The F5 folks wrote a little about SPDY a few weeks ago. It’s a nice write up. But I want to challenge one particular point of it which I commonly hear:
“The most obvious impact to any infrastructure between a SPDY-enabled client and server is that it drives intermediate processing back to layer 4, to TCP”
This isn’t actually true. SPDY is not what makes load balancing or hierarchical caching difficult. SSL is what makes these hard. But even blaming SSL is a bit unfair – any protocol which introduces encryption to avoid 3rd party tampering of the data stream is going to have this problem.
In other words, it’s not deploying SPDY that is hard, it’s securing the web that is hard.

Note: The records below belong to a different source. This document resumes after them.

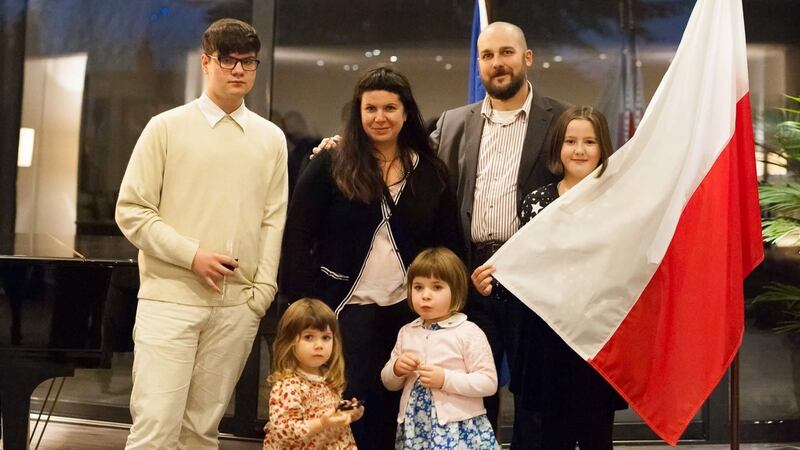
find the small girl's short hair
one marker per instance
(301, 315)
(600, 126)
(441, 263)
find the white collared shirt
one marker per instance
(494, 211)
(214, 113)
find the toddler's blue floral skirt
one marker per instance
(421, 430)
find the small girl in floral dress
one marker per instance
(306, 411)
(442, 362)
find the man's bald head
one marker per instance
(503, 57)
(505, 31)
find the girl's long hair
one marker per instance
(355, 169)
(303, 314)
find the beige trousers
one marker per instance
(187, 360)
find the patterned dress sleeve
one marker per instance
(536, 201)
(287, 417)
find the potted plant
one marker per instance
(781, 206)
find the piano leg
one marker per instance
(16, 386)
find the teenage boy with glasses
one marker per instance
(204, 200)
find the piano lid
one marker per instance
(95, 248)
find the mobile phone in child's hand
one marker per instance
(347, 405)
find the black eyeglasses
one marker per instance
(229, 62)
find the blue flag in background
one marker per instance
(479, 22)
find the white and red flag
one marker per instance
(640, 271)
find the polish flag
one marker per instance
(640, 271)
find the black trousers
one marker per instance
(591, 431)
(369, 333)
(500, 317)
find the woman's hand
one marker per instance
(482, 279)
(405, 364)
(431, 377)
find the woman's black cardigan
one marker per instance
(328, 237)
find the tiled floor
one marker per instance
(64, 436)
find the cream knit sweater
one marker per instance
(189, 184)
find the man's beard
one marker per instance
(507, 91)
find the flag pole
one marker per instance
(734, 400)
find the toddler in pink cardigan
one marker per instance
(442, 362)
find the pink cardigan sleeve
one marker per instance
(480, 378)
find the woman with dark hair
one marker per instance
(358, 217)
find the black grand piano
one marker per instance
(65, 303)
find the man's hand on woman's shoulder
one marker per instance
(329, 143)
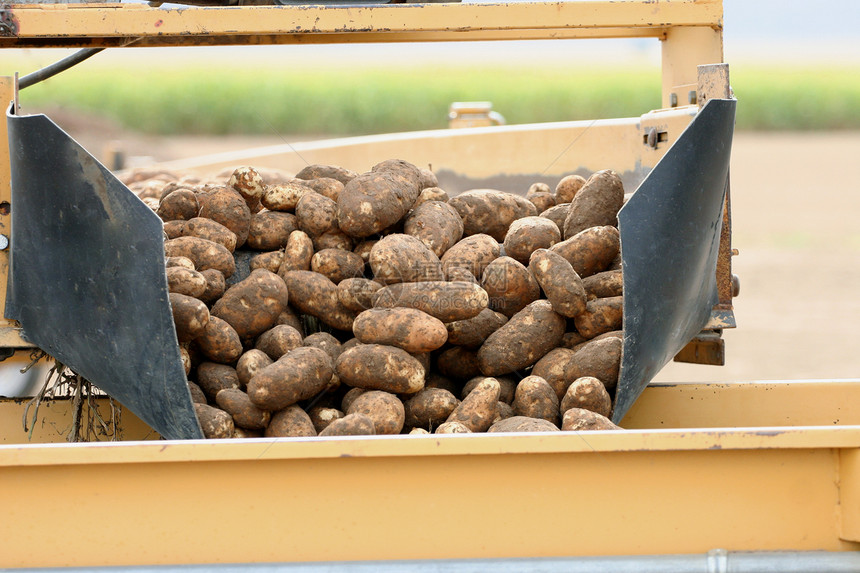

To the contrary, SPDY actually makes deployment of secure content easier. One of the common complaints against using SSL is that of performance – both in terms of client latency and also server scalability. When SSL is combined with SPDY, the performance objection is substantially lessened.
Now, don’t get me wrong, I am sympathetic to the difficulty of securing the web, and we need a lot more tools, debugging, and effort to make it simpler and cheaper for everyone. This will be especially difficult for infrastructure solutions which leverage the fact that HTTP is unsecured to do L7 packet analysis. But that doesn’t change the fact that we live in an electronic world full of bad guys. Whenever we ultimately decide to protect the web, it’s going to be hard. SPDY doesn’t create this problem at all.